The speaker verification device according to claim 1, wherein the speaker determination means changes TH based on N.

3. The speaker verification device according to claim 2, wherein the speaker determination means calculates TH as a function value of an increasing function of N, and compares TH with SNR.
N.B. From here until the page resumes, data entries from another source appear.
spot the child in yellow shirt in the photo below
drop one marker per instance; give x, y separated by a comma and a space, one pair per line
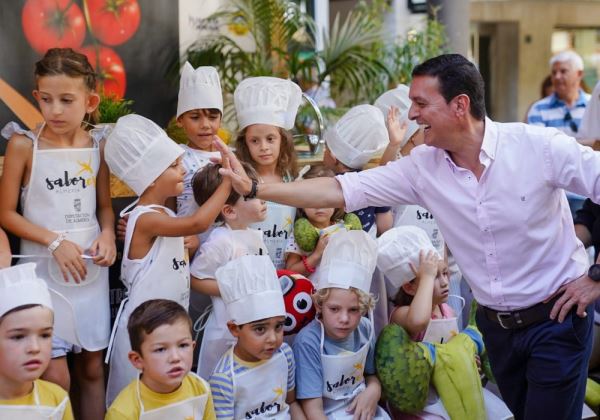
160, 332
26, 325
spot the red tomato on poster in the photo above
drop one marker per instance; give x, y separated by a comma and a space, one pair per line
114, 21
109, 68
52, 23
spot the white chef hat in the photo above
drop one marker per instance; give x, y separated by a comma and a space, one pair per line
199, 89
348, 261
398, 97
137, 151
267, 100
400, 247
20, 285
358, 136
250, 289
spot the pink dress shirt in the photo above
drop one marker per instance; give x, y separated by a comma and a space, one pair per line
511, 232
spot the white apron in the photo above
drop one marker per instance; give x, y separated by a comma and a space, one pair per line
277, 228
190, 409
413, 215
441, 330
34, 412
343, 379
61, 196
261, 392
217, 338
164, 275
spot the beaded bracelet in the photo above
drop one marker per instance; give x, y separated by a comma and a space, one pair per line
307, 265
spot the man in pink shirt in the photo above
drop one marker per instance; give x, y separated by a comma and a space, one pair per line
497, 194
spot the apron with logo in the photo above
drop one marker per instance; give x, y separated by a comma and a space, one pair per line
343, 379
34, 412
61, 196
189, 409
166, 276
277, 228
217, 338
441, 330
260, 392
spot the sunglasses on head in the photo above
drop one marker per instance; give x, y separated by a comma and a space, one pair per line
572, 125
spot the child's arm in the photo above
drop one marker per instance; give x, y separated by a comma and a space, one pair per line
384, 222
295, 409
104, 248
5, 254
295, 263
396, 132
364, 405
205, 286
415, 317
313, 408
158, 224
16, 161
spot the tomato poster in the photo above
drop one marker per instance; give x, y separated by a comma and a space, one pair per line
130, 43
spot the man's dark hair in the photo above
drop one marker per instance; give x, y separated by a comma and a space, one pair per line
152, 314
456, 76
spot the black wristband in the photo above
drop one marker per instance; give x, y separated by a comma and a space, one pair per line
252, 193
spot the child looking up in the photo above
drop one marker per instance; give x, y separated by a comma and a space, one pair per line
233, 239
155, 264
199, 113
266, 109
359, 136
411, 263
26, 318
255, 377
297, 259
59, 174
335, 370
162, 348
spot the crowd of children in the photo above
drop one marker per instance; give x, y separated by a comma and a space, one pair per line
190, 234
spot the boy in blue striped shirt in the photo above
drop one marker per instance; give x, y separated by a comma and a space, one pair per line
256, 377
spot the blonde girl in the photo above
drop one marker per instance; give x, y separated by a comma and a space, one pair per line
266, 109
58, 173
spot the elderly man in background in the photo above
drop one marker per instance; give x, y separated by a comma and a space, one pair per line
564, 108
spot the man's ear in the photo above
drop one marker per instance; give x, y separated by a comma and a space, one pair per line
136, 360
462, 104
234, 329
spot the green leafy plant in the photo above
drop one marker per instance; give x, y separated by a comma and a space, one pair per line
111, 108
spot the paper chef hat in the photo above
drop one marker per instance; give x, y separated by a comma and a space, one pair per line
358, 136
267, 100
199, 89
349, 260
398, 97
20, 285
137, 151
250, 289
398, 248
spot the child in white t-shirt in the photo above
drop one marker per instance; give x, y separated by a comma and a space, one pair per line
232, 239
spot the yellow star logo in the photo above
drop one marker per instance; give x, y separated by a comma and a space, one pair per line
85, 166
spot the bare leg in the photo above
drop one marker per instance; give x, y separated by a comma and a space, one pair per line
58, 373
89, 371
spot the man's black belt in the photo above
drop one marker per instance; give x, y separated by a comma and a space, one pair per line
521, 318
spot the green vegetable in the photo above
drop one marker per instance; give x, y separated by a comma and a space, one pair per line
306, 234
404, 369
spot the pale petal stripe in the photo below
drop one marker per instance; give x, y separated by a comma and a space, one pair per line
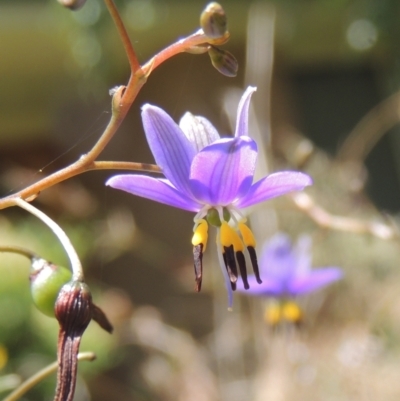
154, 189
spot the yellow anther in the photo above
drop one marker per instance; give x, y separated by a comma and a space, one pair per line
273, 314
230, 237
292, 312
200, 235
247, 235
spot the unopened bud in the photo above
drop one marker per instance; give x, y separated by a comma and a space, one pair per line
46, 281
213, 21
201, 49
223, 61
72, 4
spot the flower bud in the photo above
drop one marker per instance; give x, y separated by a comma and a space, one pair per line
213, 21
72, 4
46, 281
223, 61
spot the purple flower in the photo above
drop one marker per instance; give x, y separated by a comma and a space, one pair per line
286, 270
213, 177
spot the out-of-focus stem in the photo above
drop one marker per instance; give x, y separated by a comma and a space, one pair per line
76, 266
41, 375
18, 250
123, 34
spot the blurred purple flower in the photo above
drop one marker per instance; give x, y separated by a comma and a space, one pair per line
286, 270
212, 176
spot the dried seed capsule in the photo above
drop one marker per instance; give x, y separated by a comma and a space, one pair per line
72, 4
213, 21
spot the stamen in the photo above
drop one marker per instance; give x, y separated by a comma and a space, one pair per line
198, 265
228, 284
242, 267
254, 263
292, 312
199, 242
230, 263
250, 242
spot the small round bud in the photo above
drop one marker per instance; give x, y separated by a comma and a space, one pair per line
46, 281
223, 61
72, 4
213, 21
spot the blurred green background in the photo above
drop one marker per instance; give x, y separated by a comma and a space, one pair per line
331, 62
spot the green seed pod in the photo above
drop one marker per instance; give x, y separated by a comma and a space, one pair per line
46, 281
72, 4
213, 21
223, 61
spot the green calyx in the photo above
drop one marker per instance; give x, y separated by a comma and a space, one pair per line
214, 219
46, 282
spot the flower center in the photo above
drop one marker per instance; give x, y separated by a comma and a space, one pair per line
231, 243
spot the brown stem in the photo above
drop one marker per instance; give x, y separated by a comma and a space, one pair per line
123, 34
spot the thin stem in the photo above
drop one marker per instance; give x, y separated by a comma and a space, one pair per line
122, 100
76, 266
19, 250
123, 34
41, 375
71, 171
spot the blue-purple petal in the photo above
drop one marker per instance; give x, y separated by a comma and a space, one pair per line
155, 189
274, 185
242, 119
171, 149
314, 280
277, 260
198, 130
223, 171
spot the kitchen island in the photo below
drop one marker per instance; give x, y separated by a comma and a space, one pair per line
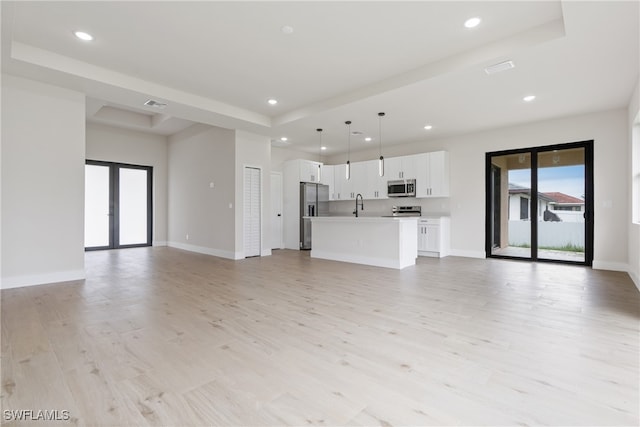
379, 241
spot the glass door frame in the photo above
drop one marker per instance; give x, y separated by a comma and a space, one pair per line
589, 203
114, 204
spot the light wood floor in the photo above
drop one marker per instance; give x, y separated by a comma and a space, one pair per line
158, 336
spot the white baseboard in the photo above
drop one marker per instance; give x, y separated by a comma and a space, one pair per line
207, 251
42, 279
467, 254
636, 279
608, 265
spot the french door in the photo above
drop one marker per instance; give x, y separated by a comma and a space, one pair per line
540, 203
118, 205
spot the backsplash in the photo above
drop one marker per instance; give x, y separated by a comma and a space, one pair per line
435, 206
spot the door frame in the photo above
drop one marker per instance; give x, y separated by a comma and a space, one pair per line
244, 187
114, 204
278, 208
589, 202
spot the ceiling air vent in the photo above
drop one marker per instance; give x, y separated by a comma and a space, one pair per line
155, 104
502, 66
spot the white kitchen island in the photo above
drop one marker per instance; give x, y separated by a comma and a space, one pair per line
379, 241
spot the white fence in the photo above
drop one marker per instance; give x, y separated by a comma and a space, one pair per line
550, 234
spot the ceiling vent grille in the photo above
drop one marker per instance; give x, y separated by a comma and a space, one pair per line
155, 104
502, 66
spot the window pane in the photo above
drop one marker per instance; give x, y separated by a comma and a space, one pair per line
561, 207
96, 206
133, 206
511, 187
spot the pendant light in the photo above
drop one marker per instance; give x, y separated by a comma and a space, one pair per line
319, 155
381, 160
348, 168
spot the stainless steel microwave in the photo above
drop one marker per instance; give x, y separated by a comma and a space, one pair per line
401, 188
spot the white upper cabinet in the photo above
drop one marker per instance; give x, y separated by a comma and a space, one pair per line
432, 178
430, 170
327, 178
404, 167
309, 171
376, 185
343, 186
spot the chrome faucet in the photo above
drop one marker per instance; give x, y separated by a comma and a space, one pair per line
361, 204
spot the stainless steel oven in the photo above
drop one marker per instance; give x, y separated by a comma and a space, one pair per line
401, 188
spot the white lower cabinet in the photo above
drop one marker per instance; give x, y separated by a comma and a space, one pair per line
433, 236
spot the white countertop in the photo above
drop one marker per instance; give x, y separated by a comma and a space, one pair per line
352, 218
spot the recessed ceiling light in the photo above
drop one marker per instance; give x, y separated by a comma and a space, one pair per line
83, 36
501, 66
472, 22
155, 104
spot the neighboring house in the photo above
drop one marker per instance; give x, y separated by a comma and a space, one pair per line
520, 203
564, 202
552, 206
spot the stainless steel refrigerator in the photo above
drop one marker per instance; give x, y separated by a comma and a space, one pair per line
314, 201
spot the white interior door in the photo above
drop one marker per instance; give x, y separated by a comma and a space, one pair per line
252, 195
276, 211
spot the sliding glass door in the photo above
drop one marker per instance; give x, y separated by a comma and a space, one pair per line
540, 203
118, 205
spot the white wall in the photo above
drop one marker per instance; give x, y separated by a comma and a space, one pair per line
112, 144
198, 156
467, 168
43, 154
280, 155
634, 167
253, 151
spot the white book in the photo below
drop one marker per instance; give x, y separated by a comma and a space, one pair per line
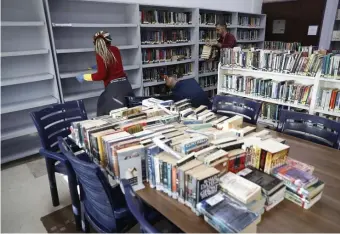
240, 188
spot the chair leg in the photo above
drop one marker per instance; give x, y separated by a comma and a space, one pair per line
50, 166
72, 184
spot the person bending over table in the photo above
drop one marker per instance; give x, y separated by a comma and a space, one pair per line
189, 89
111, 72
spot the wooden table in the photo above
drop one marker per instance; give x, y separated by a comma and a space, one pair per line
324, 216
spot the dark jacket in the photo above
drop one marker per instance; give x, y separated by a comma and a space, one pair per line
190, 89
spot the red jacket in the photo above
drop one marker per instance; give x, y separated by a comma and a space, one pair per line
114, 71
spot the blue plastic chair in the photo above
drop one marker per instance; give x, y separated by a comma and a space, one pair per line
103, 206
146, 216
310, 127
233, 105
52, 122
136, 207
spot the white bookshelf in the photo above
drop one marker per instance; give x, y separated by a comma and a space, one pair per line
28, 79
317, 82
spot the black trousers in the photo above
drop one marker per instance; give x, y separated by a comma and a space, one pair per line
113, 96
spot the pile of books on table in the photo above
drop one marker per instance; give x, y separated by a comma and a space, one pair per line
303, 188
228, 173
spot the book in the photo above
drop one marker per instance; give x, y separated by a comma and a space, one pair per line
130, 165
300, 165
181, 177
270, 154
240, 188
268, 183
228, 213
294, 177
304, 203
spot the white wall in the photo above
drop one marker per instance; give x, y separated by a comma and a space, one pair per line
249, 6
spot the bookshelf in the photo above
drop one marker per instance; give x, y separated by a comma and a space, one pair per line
72, 25
28, 72
317, 82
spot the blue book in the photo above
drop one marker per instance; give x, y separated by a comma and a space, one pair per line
227, 213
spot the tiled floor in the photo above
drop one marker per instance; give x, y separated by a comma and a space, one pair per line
25, 196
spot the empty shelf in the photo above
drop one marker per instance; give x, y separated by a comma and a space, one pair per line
22, 23
80, 25
167, 25
27, 104
18, 131
167, 63
26, 79
167, 45
207, 74
64, 75
80, 50
24, 53
83, 95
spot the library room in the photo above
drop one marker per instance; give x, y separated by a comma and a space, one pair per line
181, 116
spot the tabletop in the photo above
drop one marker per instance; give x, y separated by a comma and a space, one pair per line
324, 216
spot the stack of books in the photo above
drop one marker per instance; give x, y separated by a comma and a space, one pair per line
286, 91
165, 36
164, 17
156, 73
330, 66
273, 189
249, 21
298, 63
212, 18
248, 34
303, 188
245, 191
165, 55
207, 66
329, 99
227, 215
280, 45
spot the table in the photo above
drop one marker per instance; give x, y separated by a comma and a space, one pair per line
324, 216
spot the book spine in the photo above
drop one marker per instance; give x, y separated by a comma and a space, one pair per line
157, 174
169, 170
174, 182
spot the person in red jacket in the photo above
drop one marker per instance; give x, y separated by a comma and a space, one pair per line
111, 72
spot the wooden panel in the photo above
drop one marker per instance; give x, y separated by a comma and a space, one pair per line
298, 15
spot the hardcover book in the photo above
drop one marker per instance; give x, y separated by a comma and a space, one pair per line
130, 165
241, 189
228, 213
268, 183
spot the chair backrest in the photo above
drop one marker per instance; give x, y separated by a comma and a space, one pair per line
137, 101
310, 127
233, 105
95, 191
55, 121
136, 207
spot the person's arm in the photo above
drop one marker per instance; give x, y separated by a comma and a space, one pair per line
101, 72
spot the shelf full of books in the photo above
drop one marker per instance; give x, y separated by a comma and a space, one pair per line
200, 160
301, 80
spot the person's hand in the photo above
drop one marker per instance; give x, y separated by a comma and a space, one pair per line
94, 67
80, 78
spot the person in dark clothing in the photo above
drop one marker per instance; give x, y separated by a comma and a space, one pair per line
226, 40
189, 89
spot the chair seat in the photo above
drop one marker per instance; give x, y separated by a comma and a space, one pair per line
61, 168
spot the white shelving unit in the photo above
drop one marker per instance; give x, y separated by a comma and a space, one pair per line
28, 80
72, 26
317, 82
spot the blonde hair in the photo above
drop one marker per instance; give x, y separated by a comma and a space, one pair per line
102, 41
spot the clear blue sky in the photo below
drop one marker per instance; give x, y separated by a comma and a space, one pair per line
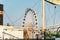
15, 9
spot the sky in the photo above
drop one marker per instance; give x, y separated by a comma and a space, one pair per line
14, 11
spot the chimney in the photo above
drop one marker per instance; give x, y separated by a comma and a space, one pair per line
1, 14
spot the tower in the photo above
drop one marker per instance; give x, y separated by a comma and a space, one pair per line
1, 14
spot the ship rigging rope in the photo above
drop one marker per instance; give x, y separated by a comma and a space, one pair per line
35, 17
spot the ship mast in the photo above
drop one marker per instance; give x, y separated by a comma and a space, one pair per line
43, 19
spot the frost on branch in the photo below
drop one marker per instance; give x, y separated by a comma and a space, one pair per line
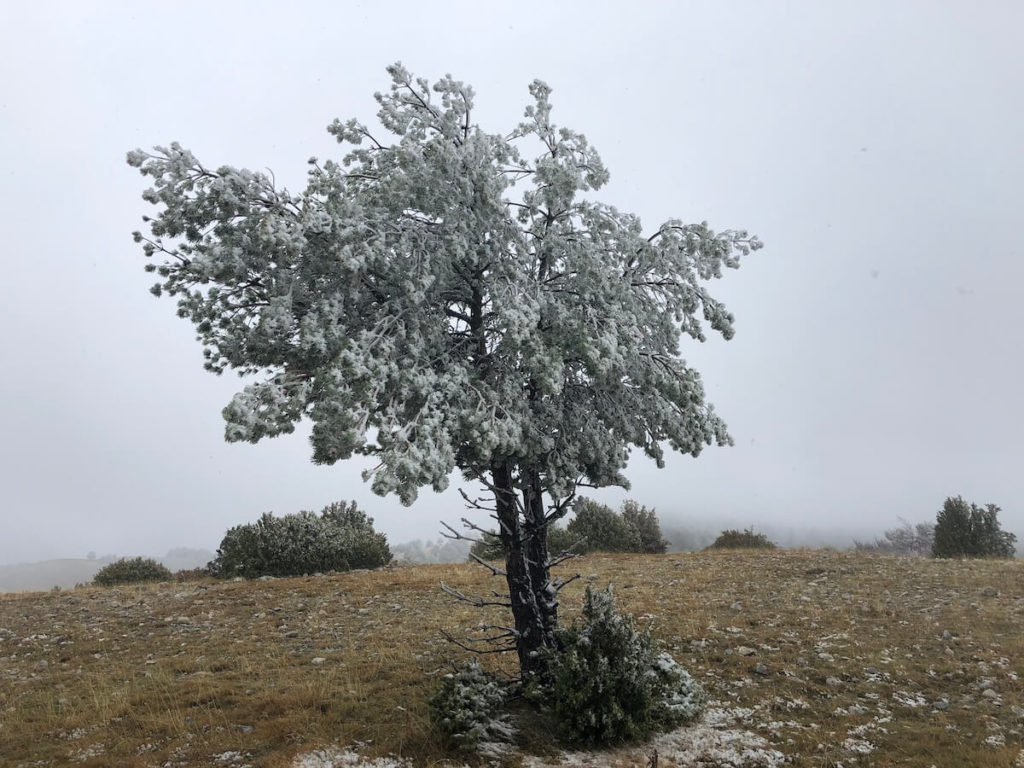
443, 298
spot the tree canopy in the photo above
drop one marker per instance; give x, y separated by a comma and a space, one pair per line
442, 300
450, 299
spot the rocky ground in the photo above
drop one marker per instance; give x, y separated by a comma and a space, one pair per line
809, 658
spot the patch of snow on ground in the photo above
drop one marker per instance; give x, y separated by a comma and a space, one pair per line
711, 742
704, 744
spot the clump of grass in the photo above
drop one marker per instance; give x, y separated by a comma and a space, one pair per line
131, 570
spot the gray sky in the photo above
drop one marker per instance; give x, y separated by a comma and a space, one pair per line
875, 146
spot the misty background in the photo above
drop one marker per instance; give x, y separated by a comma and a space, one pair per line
875, 147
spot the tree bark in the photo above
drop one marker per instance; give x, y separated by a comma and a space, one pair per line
532, 608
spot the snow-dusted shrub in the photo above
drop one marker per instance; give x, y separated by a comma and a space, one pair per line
466, 710
192, 574
964, 529
905, 540
609, 684
133, 570
340, 538
600, 528
745, 539
644, 522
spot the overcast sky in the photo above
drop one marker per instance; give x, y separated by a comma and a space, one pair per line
875, 146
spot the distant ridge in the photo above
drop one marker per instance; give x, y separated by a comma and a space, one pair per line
46, 574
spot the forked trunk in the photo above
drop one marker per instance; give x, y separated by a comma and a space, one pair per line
534, 606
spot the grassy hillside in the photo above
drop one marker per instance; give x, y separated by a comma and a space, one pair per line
830, 658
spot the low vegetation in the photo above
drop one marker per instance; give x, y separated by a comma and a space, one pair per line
964, 529
609, 682
131, 570
744, 539
904, 540
594, 527
826, 657
340, 538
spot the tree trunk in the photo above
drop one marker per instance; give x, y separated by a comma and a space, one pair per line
537, 552
532, 609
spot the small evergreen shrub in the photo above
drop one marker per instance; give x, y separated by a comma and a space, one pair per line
644, 522
964, 529
340, 538
600, 528
192, 574
607, 682
745, 539
905, 540
134, 570
466, 710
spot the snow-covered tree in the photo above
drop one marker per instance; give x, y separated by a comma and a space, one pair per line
449, 299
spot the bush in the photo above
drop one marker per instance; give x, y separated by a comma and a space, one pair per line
192, 574
608, 684
964, 529
644, 522
341, 538
600, 529
134, 570
745, 539
905, 540
466, 710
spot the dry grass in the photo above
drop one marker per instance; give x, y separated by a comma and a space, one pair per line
911, 662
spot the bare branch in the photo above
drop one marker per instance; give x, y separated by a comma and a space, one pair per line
455, 641
559, 583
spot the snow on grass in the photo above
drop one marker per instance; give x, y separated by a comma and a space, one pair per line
709, 743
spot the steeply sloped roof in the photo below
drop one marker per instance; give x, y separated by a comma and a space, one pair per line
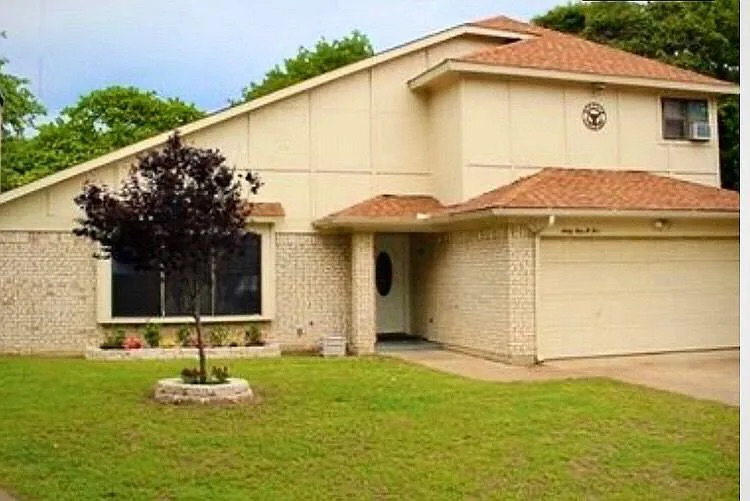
552, 50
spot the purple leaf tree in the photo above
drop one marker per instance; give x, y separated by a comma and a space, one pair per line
179, 209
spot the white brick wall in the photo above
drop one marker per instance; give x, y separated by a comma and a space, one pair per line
47, 293
362, 336
313, 288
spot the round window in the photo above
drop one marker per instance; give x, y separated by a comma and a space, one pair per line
383, 273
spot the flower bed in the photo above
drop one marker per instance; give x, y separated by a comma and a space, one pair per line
174, 391
222, 352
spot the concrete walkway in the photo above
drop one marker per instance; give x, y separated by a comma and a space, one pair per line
709, 375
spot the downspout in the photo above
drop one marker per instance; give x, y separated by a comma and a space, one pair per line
537, 246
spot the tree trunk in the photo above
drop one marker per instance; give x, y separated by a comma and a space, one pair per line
199, 338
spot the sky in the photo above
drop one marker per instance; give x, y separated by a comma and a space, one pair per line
204, 51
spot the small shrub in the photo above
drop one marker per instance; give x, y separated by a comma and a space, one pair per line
167, 343
114, 340
220, 374
184, 337
190, 375
132, 343
218, 336
152, 335
253, 337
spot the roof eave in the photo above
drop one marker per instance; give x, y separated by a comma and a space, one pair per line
443, 70
617, 213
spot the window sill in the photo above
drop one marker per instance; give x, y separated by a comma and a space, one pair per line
184, 320
687, 142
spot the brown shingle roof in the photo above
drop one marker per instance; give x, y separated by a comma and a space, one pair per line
392, 206
507, 24
603, 189
264, 209
552, 50
557, 188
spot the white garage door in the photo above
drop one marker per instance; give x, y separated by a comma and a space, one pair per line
617, 296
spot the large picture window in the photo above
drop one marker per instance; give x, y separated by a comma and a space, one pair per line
235, 288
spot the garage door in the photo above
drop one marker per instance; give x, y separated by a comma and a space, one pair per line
618, 296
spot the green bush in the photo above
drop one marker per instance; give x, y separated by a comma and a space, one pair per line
190, 375
113, 340
152, 335
184, 337
218, 336
219, 374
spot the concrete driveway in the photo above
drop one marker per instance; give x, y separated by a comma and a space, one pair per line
709, 375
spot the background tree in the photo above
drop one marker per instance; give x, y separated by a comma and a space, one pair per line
325, 57
98, 123
179, 210
20, 112
700, 36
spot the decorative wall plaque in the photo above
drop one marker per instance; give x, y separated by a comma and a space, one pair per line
594, 116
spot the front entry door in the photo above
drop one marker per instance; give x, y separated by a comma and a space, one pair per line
392, 282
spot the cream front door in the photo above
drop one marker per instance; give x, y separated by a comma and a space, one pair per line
392, 282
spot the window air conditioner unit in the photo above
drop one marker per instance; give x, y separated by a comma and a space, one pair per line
700, 131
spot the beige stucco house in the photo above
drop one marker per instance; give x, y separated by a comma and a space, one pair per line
495, 187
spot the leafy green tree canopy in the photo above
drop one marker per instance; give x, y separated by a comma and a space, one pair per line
21, 107
99, 122
325, 57
699, 36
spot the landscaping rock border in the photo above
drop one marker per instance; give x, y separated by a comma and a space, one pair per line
174, 391
222, 352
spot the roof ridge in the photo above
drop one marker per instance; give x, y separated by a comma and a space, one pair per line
547, 34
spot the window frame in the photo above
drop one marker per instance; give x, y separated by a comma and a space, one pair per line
686, 139
267, 291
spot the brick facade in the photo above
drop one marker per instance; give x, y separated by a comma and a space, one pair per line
362, 334
313, 288
47, 293
471, 290
474, 290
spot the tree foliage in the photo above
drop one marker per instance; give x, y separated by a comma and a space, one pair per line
21, 107
99, 122
325, 57
700, 36
180, 209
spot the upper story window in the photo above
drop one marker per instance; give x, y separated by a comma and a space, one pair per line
234, 288
685, 118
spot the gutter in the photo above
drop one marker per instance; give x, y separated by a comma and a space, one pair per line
436, 222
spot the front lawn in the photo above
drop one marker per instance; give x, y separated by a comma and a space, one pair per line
366, 428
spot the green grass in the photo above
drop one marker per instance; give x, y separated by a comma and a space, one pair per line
366, 428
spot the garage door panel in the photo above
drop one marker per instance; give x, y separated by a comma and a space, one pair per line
615, 296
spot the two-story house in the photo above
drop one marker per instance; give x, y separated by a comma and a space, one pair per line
495, 187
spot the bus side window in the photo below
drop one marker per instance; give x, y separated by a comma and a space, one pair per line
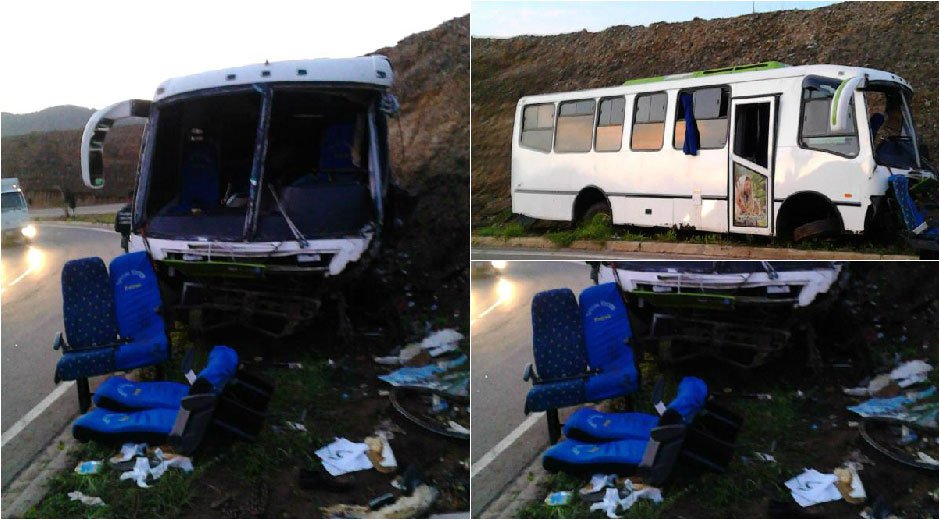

The speaker verification apparatus according to claim 1, wherein the speaker determination unit changes TH based on SNR.

5. The speaker verification apparatus according to claim 4, wherein the speaker determination means calculates TH as a function value of an increasing function of SNR and compares TH with SNR.

2. The speaker verification device according to claim 1, wherein the speaker determination means sets a different value to TH according to the type of registered speech to be verified, and compares TH and SNR.

The speaker verification device according to claim 1, wherein the speaker determination unit notifies the speaker of the determination status via the notification unit when the SNR is lower than TH.